Jury instructions. It's relatively common for judges any more to not only orally instruct the jury, but to give them a written copy of the instructions to take into the deliberation room. The problems that can arise with that approach are demonstrated by State v. Ahmad: the written instructions told the jury to find the defendant guilty instead of not guilty if he'd established entrapment, omitted any instruction regarding his defense of abandonment, and failed to tell the jury how to proceed if it found that an affirmative defense was established. The defense hadn't been given a copy of the written instructions, and only discovered this when the jury asked a question regarding overt acts of a conspiracy. The 2nd District upheld the trial judge's denial of a mistrial, since the judge had explained the errors to the jury, and given them a corrected copy of the instructions.

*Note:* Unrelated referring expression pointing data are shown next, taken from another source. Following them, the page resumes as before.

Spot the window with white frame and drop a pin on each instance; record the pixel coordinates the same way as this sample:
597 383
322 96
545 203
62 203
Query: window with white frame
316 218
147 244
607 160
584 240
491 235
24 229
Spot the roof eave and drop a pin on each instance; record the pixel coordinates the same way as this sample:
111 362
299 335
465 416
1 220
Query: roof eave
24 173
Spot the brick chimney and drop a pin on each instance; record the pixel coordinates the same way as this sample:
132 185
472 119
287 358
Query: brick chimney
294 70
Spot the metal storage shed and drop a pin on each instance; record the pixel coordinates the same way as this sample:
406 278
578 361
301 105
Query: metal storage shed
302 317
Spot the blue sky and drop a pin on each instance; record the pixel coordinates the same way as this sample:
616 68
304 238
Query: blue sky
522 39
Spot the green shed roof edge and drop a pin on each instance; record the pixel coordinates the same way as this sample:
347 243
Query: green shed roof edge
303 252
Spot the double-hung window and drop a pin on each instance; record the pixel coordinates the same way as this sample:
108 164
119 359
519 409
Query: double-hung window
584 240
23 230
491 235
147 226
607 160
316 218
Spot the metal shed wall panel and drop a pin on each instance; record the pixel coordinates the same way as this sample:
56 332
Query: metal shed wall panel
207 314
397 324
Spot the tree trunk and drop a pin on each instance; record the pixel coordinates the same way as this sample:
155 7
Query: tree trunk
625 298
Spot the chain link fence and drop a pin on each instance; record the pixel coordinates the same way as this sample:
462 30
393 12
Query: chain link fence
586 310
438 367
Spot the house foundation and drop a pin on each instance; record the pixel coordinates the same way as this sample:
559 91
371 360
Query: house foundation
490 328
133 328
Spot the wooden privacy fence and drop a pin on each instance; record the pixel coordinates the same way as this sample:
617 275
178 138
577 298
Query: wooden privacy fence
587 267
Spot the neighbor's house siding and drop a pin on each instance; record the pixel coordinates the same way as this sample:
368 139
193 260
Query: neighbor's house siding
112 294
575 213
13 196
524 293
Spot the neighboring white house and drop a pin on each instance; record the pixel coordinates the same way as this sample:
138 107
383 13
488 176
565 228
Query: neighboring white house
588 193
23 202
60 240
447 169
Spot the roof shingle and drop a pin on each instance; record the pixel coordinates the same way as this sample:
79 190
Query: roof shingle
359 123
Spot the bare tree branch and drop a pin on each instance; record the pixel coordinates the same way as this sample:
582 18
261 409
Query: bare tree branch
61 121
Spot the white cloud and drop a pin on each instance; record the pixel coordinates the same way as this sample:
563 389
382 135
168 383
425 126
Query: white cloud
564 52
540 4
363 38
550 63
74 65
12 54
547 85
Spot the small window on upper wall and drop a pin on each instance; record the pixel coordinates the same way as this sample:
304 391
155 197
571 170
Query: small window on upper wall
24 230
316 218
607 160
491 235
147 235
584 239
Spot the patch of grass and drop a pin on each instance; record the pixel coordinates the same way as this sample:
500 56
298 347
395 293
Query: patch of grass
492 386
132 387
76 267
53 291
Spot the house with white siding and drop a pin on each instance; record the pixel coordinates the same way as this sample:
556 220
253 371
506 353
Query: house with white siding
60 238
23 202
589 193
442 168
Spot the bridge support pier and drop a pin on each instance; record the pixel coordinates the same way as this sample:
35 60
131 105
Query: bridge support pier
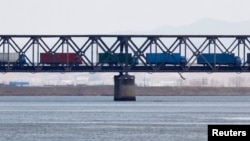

But a note here for appellate attorneys: check the written instructions. If the jury hadn't come back with a question, this never would have been discovered, and obviously would have required reversal.

Today's lesson on evidence also comes courtesy of the 2nd District. In State v. Deaton, the judge had sustained objections to the defense attorney's questioning a key state witness about whether she was on medication presently or at the time of the incident. The State argued that this was improper under EvidR 607, which requires a questioner to have a "reasonable basis for asking any question pertaining to impeachment that implies the existence of an impeaching fact." The court reverses, explaining that

the requirement of a good faith basis applies only when the cross-examiner is effectively asserting in the form of a question the truth of a factual statement included within the question. If the cross-examiner is merely inquiring whether something is or is not true, a good faith basis is not required. Thus the question, "Your glasses were being repaired at the time of the accident, weren't they?" requires a good faith basis, while the question, "Were you wearing your glasses at the time of the accident?" does not.